The latent space and decoder can therefore be used for generating synthetic data while minimizing divergence between probability distributions. The outcome would then be a reconstructed dataset that remains statistically relevant without including any original information.
GANs
GAN are equally widespread deep learning algorithms for synthetic data generation. They have been heavily used for imagery, music, speech, text generation. For instance, NVidia research has used a GAN algorithm for style-based image generation that “captures” images’ features to blend them in the latent space and create a newly combined image.
GANs work by opposing two neural networks, the generator model and the discriminator model. The generator aims at generating new data from the input data while the discriminator aims at classifying those new instances as either real or fake. The two models are trained together in a zero-sum game until the discriminator is fooled and the generator generates “realistic” instances.
Note: For more example of GANs implementation, I recommend exploring the playful https://thispersondoesnotexist.com/ and its spin-offs https://thisxdoesnotexist.com/.

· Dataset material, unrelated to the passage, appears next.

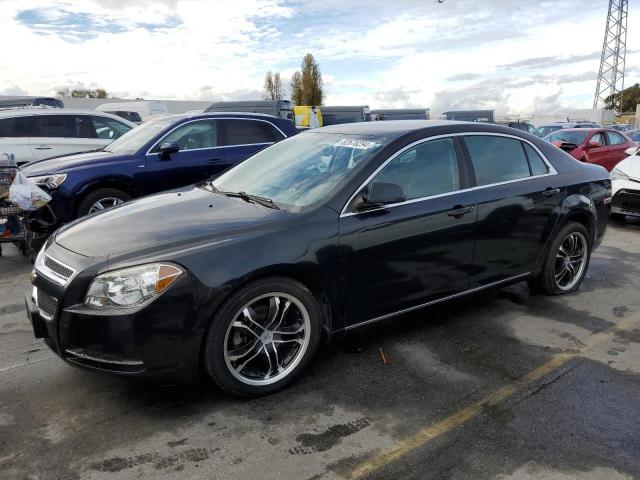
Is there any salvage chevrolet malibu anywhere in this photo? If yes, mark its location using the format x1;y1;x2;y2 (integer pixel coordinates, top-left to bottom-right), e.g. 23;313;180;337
26;120;611;396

If you are curious to know more about those two models, I recommend the following introduction videos by Arxiv:
VAE: https://youtu.be/9zKuYvjFFS8
GAN: https://youtu.be/dCKbRCUyop8
Thankfully for us, those models and their derivatives have already been studied extensively and many robust tools are now available. There exist multiple private companies that offer to generate synthetic datasets using AI, or more noticeably, the open source project, Synthetic Data Vault, developed by the MIT that offers a Synthetic Data Generation ecosystem for python.
Conclusion
Synthetic data are already present in the literature and many efforts have been done by renowned companies and research institutions to perfect the method. The MIT as mentioned above but also Amazon, using synthetic data to train Alexa’s language system, Google, to train their autonomous vehicles, American Express to improve fraud detection etc. The application are numerous and some believe that the technology will become a pillar of the digital economy in a world where privacy is key.
For us researchers, the technology is the promise to have sufficient privacy-preserving datasets to perform our studies and modelling activities.